I’ve got an app which has two process groups:
web serves API requests.worker recieves background jobs from SQS and processes them.External requests all work just fine, requests are routed to a web process.
However, internal requests (e.g. http://top3.nearest.of.my-service.internal/ ) – seem to be routed to any process, causing requests to fail if they get sent to a non-web process.
How do I define that only web processes listen on a port and should serve requests?
This is not currently possible with internal DNS. There are two possible workarounds:
fly ips allocate-v6 --private
Okay, if I allocate a load balancer IP how do I pin it so it’s only the web processes which are routed?
From the Flycast Private Load Balancing documentation, it sounds like traffic should be automatically routed to the web processes, the same way it works for public traffic?
This traffic is routed through the Fly proxy - like public traffic - arriving in the geographically closest region with active VMs.
It isn’t clear to me from the documentation whether there are other differences between using a private Flycast IP instead of .internal addresses. We have a similar use case with web and worker processes for one app, and a second app that needs to connect via private networking.
Flycast will actually send your traffic through the proxy, where using .internal will using DNS to address your app instances directly. Flycast could work for your use case. This is actually how our managed Redis offering works.
It may not be clear from the docs, but Flycast will use the same [services] block from your fly.toml as the public proxy does. You can control which process groups respond by placing each one on a different internal port.
One caveat. If your Flycast target app has a public IPv4 address, any service you setup for use with Flycast will also be available to the public internet. We don’t have a workaround for this yet besides creating two separate apps.
@jsierles Thanks! It’s great to know that we’re looking in the right direction.
One problem we ran into when switching to the private IPv6 Flycast address is that we see an error in the proxy logs.

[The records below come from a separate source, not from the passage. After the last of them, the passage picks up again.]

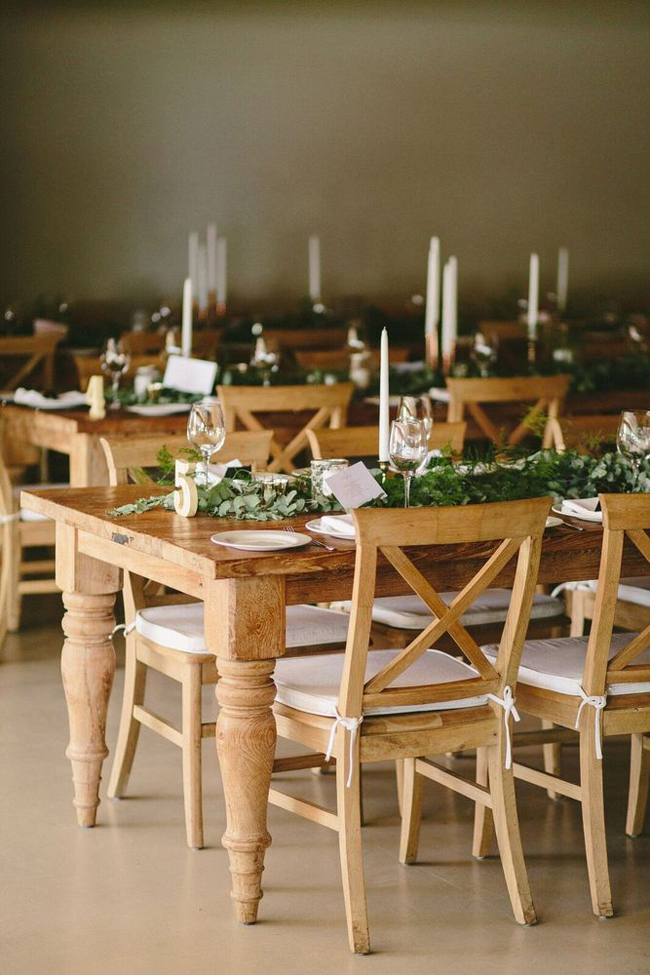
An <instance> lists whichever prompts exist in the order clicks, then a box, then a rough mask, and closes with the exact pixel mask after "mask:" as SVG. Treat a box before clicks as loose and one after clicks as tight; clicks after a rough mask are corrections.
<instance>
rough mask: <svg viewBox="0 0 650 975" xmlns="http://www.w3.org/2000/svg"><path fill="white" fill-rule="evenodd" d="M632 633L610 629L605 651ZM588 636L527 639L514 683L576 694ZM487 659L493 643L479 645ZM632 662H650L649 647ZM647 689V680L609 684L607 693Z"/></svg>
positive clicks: (489, 657)
mask: <svg viewBox="0 0 650 975" xmlns="http://www.w3.org/2000/svg"><path fill="white" fill-rule="evenodd" d="M633 635H634V634H632V633H614V634H613V636H612V645H611V647H610V651H609V658H610V659H611V658H612V657H613V656H614V655H615V654H616V653H618V651H619V650H622V649H623V647H625V646H627V644H628V643H629V642H630V640H631V639H632V637H633ZM588 642H589V638H588V637H586V636H584V637H583V636H576V637H563V638H560V639H557V640H527V641H526V643H525V644H524V652H523V654H522V658H521V665H520V667H519V676H518V678H517V683H518V684H530V685H531V686H533V687H543V688H546V690H549V691H557V692H558V693H559V694H574V695H578V696H579V695H580V688H581V686H582V674H583V671H584V669H585V657H586V654H587V644H588ZM481 649H482V650H483V651H484V653H485V655H486V656H487V657H489V658H490V659H495V658H496V655H497V650H498V646H497V645H496V643H492V644H489V645H488V646H485V647H482V648H481ZM634 663H635V664H642V665H645V666H646V667H647V666H650V650H644V651H643V653H642V654H640V655H639V656H638V657H637V658H636V659H635V661H634ZM648 692H650V682H648V681H639V682H638V683H635V684H611V685H610V686H609V687H608V688H607V693H608V694H644V693H648Z"/></svg>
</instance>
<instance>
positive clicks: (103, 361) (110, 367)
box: [99, 339, 131, 410]
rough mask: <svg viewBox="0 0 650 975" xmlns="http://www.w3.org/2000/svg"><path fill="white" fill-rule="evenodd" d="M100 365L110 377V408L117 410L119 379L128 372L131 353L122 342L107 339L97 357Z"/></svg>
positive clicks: (118, 390) (129, 363) (130, 356)
mask: <svg viewBox="0 0 650 975" xmlns="http://www.w3.org/2000/svg"><path fill="white" fill-rule="evenodd" d="M99 361H100V363H101V367H102V369H103V371H104V372H107V373H108V375H109V376H110V377H111V390H112V393H113V396H112V399H111V405H110V409H112V410H119V408H120V399H119V390H120V379H121V378H122V376H123V375H124V373H125V372H128V369H129V366H130V365H131V354H130V352H129V350H128V349H127V348H126V346H125V345H124V344H123V343H122V342H117V341H116V340H115V339H108V341H107V342H106V345H105V346H104V350H103V352H102V354H101V356H100V357H99Z"/></svg>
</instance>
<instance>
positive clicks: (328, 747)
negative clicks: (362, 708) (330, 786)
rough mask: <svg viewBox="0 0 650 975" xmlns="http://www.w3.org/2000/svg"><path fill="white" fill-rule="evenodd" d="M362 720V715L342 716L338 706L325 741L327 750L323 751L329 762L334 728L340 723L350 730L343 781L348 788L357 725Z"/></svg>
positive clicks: (333, 736)
mask: <svg viewBox="0 0 650 975" xmlns="http://www.w3.org/2000/svg"><path fill="white" fill-rule="evenodd" d="M362 721H363V715H361V717H359V718H342V717H341V715H340V714H339V711H338V708H336V720H335V721H334V723H333V724H332V728H331V730H330V737H329V741H328V743H327V752H326V753H325V758H326V760H327V761H328V762H329V760H330V758H331V757H332V752H333V751H334V742H335V740H336V729H337V728H338V726H339V725H342V726H343V727H344V728H345V730H346V731H349V732H350V762H349V769H348V780H347V782H346V783H345V785H346V787H347V788H348V789H349V788H350V786H351V785H352V772H353V770H354V765H353V762H354V746H355V743H356V740H357V732H358V731H359V725H360V724H361V722H362Z"/></svg>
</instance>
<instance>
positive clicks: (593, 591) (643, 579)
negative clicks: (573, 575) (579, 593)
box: [587, 576, 650, 606]
mask: <svg viewBox="0 0 650 975" xmlns="http://www.w3.org/2000/svg"><path fill="white" fill-rule="evenodd" d="M587 586H588V587H589V589H591V591H592V592H595V591H596V589H597V588H598V581H597V580H596V579H592V580H591V581H590V582H588V583H587ZM618 598H619V599H622V600H623V601H624V602H626V603H635V605H637V606H650V576H639V577H638V578H636V579H634V578H631V579H621V581H620V585H619V587H618Z"/></svg>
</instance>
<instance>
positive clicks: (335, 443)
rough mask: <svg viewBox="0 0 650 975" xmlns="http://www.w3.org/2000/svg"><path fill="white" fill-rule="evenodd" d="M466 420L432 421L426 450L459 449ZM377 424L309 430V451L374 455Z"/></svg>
mask: <svg viewBox="0 0 650 975" xmlns="http://www.w3.org/2000/svg"><path fill="white" fill-rule="evenodd" d="M466 426H467V424H466V423H464V422H459V423H434V424H433V429H432V431H431V436H430V437H429V450H444V449H445V448H446V447H449V448H451V450H452V451H453V452H454V453H455V454H460V453H462V450H463V444H464V441H465V428H466ZM378 431H379V428H378V427H376V426H368V427H342V429H340V430H308V431H307V438H308V440H309V446H310V448H311V452H312V455H313V456H314V457H315V458H316V459H319V460H320V459H325V460H327V459H329V458H330V457H374V456H376V454H377V445H378V437H379V432H378Z"/></svg>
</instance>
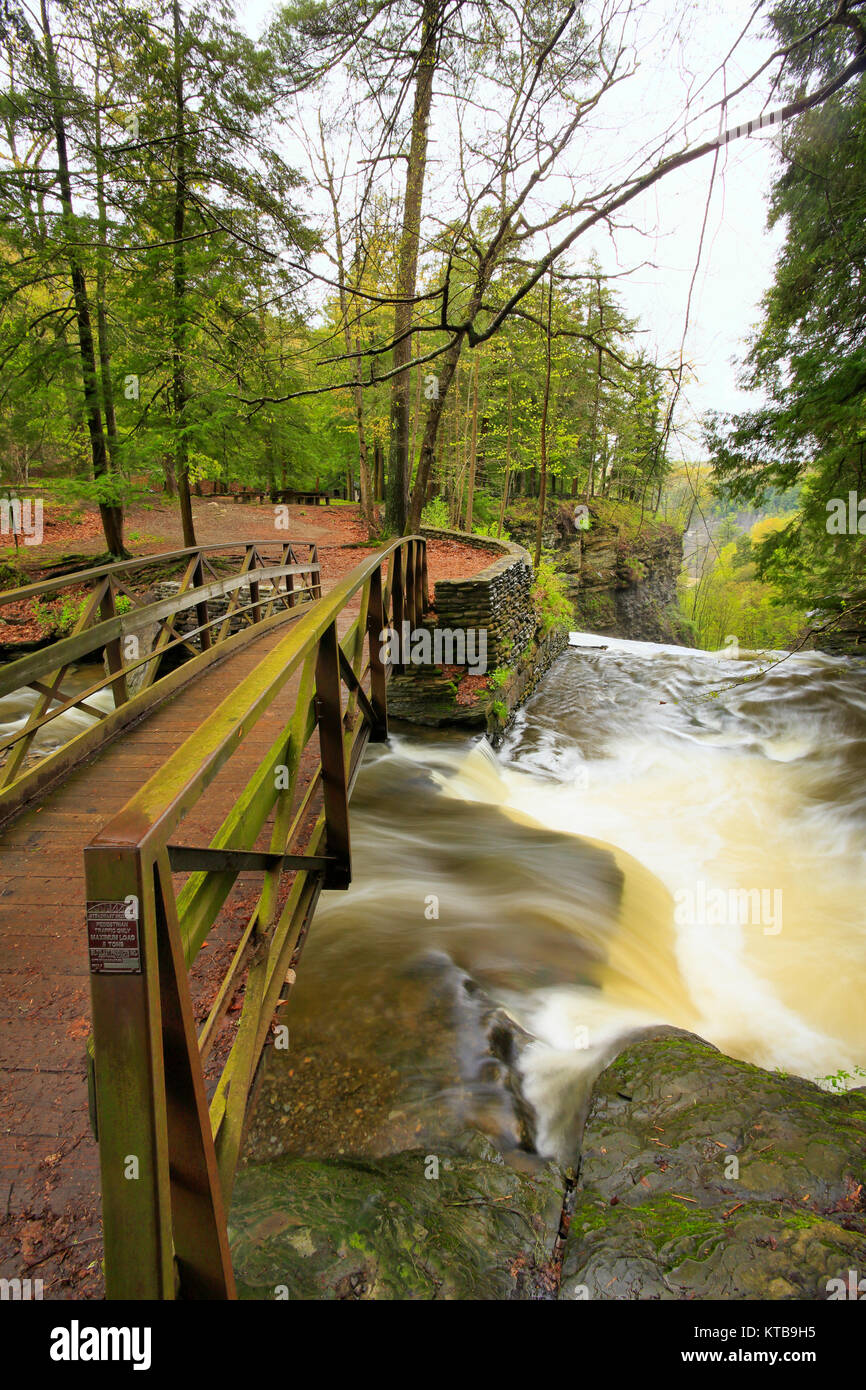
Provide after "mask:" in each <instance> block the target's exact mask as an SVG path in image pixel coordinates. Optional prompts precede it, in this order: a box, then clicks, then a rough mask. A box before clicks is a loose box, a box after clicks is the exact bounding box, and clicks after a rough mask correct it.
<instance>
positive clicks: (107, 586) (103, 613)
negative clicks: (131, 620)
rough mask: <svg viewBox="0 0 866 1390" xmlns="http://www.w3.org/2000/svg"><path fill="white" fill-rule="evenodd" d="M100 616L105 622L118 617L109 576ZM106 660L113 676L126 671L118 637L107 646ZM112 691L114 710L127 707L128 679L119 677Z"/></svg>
mask: <svg viewBox="0 0 866 1390" xmlns="http://www.w3.org/2000/svg"><path fill="white" fill-rule="evenodd" d="M99 616H100V617H101V619H103V621H104V620H106V619H110V617H117V606H115V603H114V585H113V582H111V575H108V582H107V584H106V587H104V594H103V596H101V599H100V605H99ZM106 660H107V663H108V671H110V673H111V676H114V674H117V671H122V670H124V653H122V649H121V639H120V638H118V637H115V638H114V641H113V642H107V644H106ZM111 689H113V692H114V708H115V709H118V708H120V706H121V705H125V703H126V701H128V699H129V692H128V689H126V677H125V676H118V678H117V680H115V681H114V684H113V687H111Z"/></svg>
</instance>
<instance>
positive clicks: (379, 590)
mask: <svg viewBox="0 0 866 1390" xmlns="http://www.w3.org/2000/svg"><path fill="white" fill-rule="evenodd" d="M382 632H385V605H384V600H382V571H381V569H378V570H374V571H373V574H371V575H370V603H368V607H367V639H368V644H370V703H371V705H373V710H374V713H375V724H373V726H371V728H370V742H371V744H386V742H388V678H386V673H385V663H384V660H382V644H384V641H385V638H384V637H382Z"/></svg>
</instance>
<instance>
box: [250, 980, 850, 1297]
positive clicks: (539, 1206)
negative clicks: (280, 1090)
mask: <svg viewBox="0 0 866 1390" xmlns="http://www.w3.org/2000/svg"><path fill="white" fill-rule="evenodd" d="M456 992H457V994H459V995H461V997H463V1002H466V999H470V1001H471V1004H473V1008H474V1009H475V1020H477V1026H478V1029H480V1033H481V1034H482V1047H480V1048H474V1049H470V1051H471V1052H473V1055H474V1058H475V1065H477V1066H478V1065H480V1066H481V1070H482V1072H484V1069H487V1074H488V1076H489V1077H493V1079H498V1084H499V1087H500V1097H502V1095H507V1097H510V1102H509V1104H510V1108H512V1113H510V1119H507V1118H506V1120H505V1123H499V1125H498V1126H496V1127H495V1131H491V1126H489V1125H487V1126H484V1125H482V1126H478V1125H473V1123H471V1116H470V1118H468V1119H470V1123H468V1125H467V1123H466V1120H467V1115H466V1112H464V1113H463V1123H461V1126H460V1127H457V1129H456V1130H453V1131H452V1133H450V1134H441V1136H439V1137H438V1140H436V1143H435V1144H431V1143H423V1144H421V1145H409V1147H403V1148H400V1150H399V1151H396V1152H386V1154H384V1155H379V1156H363V1155H361V1156H359V1155H354V1156H352V1158H335V1156H329V1158H321V1159H320V1158H314V1156H310V1155H299V1156H288V1155H285V1154H284V1155H281V1156H279V1158H277V1159H275V1161H272V1162H253V1163H247V1165H246V1166H243V1168H242V1170H240V1173H239V1176H238V1184H236V1193H235V1202H234V1208H232V1216H231V1237H232V1257H234V1262H235V1270H236V1275H238V1280H239V1290H240V1295H242V1297H246V1298H325V1300H329V1298H361V1300H370V1298H373V1300H427V1298H480V1300H552V1298H557V1297H559V1298H563V1300H595V1298H605V1300H610V1298H613V1300H635V1298H641V1300H692V1298H694V1300H717V1298H723V1300H745V1298H760V1300H767V1301H773V1300H824V1298H840V1297H856V1293H855V1294H853V1295H852V1294H851V1293H849V1291H848V1290H849V1270H860V1272H863V1270H866V1193H865V1188H863V1170H865V1161H866V1093H865V1091H863V1088H860V1090H858V1091H849V1093H847V1094H842V1095H834V1094H828V1093H827V1091H824V1090H822V1088H820V1087H817V1086H815V1084H813V1083H810V1081H806V1080H802V1079H799V1077H795V1076H785V1074H781V1073H769V1072H765V1070H762V1069H759V1068H756V1066H751V1065H748V1063H745V1062H738V1061H734V1059H733V1058H728V1056H724V1055H723V1054H721V1052H719V1051H717V1049H716V1048H714V1047H712V1045H710V1044H709V1042H705V1041H703V1040H702V1038H699V1037H695V1036H692V1034H688V1033H681V1031H678V1030H674V1029H657V1030H652V1031H648V1033H645V1034H637V1036H634V1037H632V1038H631V1040H627V1041H626V1042H624V1045H623V1048H621V1051H620V1052H619V1054H617V1055H616V1056H614V1059H613V1061H612V1062H610V1063H609V1065H607V1066H606V1069H605V1070H602V1072H601V1074H599V1076H598V1077H596V1080H595V1084H594V1086H592V1088H591V1093H589V1098H588V1104H587V1099H585V1095H587V1088H585V1084H584V1087H582V1088H581V1087H578V1088H577V1090H575V1098H574V1104H575V1108H578V1106H580V1108H581V1109H585V1126H584V1130H582V1138H581V1143H580V1154H578V1155H575V1166H574V1168H571V1169H564V1168H562V1166H560V1165H559V1163H556V1162H553V1161H549V1159H546V1158H544V1156H542V1155H538V1154H537V1152H534V1147H532V1137H534V1120H532V1115H531V1111H530V1108H528V1106H527V1102H525V1098H524V1097H523V1094H521V1090H520V1058H521V1054H523V1052H524V1049H525V1048H527V1047H528V1045H531V1040H528V1038H527V1036H525V1034H524V1033H523V1031H521V1030H520V1029H518V1027H517V1026H516V1024H514V1023H513V1022H512V1020H510V1019H509V1016H507V1015H506V1013H505V1012H503V1011H502V1009H496V1008H495V1006H493V1005H492V1004H491V1002H489V1001H485V999H484V995H482V994H481V991H478V990H477V987H475V986H474V983H473V981H471V980H468V979H467V977H466V976H463V977H461V981H459V986H457V991H456ZM581 1091H582V1097H584V1099H582V1101H581ZM482 1129H487V1133H482ZM855 1284H856V1280H855Z"/></svg>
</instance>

Error: no host specified in headers or uri
(The Flycast target app is using force_https.)
We resolved this by configuring a Host: <app-name>.fly.dev header in our HTTP client, but I’m wondering if there’s a more convenient way to configure this?
One caveat. If your Flycast target app has a public IPv4 address, any service you setup for use with Flycast will also be available to the public internet. We don’t have a workaround for this yet besides creating two separate apps.
Does this only apply to ports configured in [[services.ports]] blocks? Here’s a heavily edited snippet of our Flycast target app, for more context. If I’m understanding correctly, 80 will redirect, 443 will be passed through to port 8080 on the web process, and 8081 will not be public.
[processes]
web = "..."
worker = "..."
[[services]]
internal_port = 8080
processes = ["web"]
protocol = "tcp"
[[services.ports]]
force_https = true
handlers = ["http"]
port = 80
[[services.ports]]
handlers = ["tls", "http"]
port = 443
[[services.http_checks]]
(... snip ...)
[[services]]
internal_port = 8081
processes = ["worker"]
protocol = "tcp"
[[services.http_checks]]
(... snip ...)
Setting the Host header is probably the simplest approach for now - what else did you have in mind?
Flycast uses the exact same proxy rules as our public proxy. So your service on port 8081 will not be available over the Flycast IP address. You’d have to add a [[services.ports]] section for it. Right now I don’t think there’s a good workaround besides running a totally separate app to handle internal Flycast requests.